La commission observe que la croissance numérique des déclarations peut avoir plusieurs causes, dont une amélioration de la manière dont la loi est perçue et appliquée par le monde médical. Au début des années 1990, les médecins étaient peut-être plus réticents et moins enclins à déclarer leurs pratiques.

Autre précision : les données figurant dans les rapports de la commission proviennent de ce que les femmes et les médecins ont déclaré, sans que la fiabilité de ces informations soit assurée. D’où le danger de tirer des conclusions péremptoires de ces statistiques. Une étude pluridisciplinaire devrait tenter d’interpréter l’ensemble de ces chiffres à la lumière d’autres données : démographiques, médicales, socio-économiques , insiste la commission d’évaluation.

Ces réserves faites, le dernier rapport livre des informations intéressantes, dont le monde politique doit s’emparer s’il veut faire diminuer le nombre d’avortements en Belgique.

L’âge moyen des femmes qui ont subi une interruption de grossesse en 2007 est de 27 ans. Le nombre de (très) jeunes adolescentes qui ont avorté est particulièrement interpellant : 107 gamines (soit 0,6 % du total d’IVG pratiquées en 2007) avaient moins de 15 ans (la plus jeune avait tout juste 12 ans) et 2 601 jeunes filles qui ont eu recours à une IVG étaient âgées de 15 à 19 ans (soit 14,5 %).

C’est dans la Région de Bruxelles-capitale qu’ont lieu un quart (25,6 %) de l’ensemble des IVG déclarées (voir infographie), soit une augmentation en deux ans de 1 % par rapport à la période précédente (2004-2005).
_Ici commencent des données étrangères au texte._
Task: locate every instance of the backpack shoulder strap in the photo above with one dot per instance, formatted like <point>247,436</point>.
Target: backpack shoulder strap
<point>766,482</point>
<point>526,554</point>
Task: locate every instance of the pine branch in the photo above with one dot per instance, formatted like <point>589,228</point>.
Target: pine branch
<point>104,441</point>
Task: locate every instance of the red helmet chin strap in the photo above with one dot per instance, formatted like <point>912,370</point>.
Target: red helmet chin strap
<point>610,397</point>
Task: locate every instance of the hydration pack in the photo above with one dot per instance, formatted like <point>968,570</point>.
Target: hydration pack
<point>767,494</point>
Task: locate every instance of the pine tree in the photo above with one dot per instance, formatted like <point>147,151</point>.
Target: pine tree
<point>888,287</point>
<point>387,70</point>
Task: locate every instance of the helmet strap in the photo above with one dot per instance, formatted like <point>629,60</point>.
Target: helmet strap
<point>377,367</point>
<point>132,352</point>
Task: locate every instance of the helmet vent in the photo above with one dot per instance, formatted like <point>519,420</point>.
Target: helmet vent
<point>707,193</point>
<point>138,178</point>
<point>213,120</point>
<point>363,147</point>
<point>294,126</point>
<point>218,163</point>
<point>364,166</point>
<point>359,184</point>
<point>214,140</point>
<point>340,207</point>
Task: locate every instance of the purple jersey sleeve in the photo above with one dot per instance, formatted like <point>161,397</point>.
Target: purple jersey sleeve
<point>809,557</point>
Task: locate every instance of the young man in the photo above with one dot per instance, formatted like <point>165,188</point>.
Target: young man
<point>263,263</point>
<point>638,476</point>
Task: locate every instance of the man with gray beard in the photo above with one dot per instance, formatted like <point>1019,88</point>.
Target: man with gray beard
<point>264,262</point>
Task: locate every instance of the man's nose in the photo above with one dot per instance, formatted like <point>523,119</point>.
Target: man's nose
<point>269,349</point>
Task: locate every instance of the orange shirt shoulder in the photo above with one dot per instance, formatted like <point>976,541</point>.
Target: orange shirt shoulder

Parallèlement, un tiers des Bruxelloises (33 %) qui se sont fait avorter se déclarent en détresse matérielle (soit une augmentation de l’ordre de 3 % par rapport à la période précédente). C’est précisément la région du pays qui connaît le taux de chômage le plus élevé, relève la commission qui se demande si la situation de crise économique dans laquelle la Belgique est entrée ne va pas accentuer cette évolution.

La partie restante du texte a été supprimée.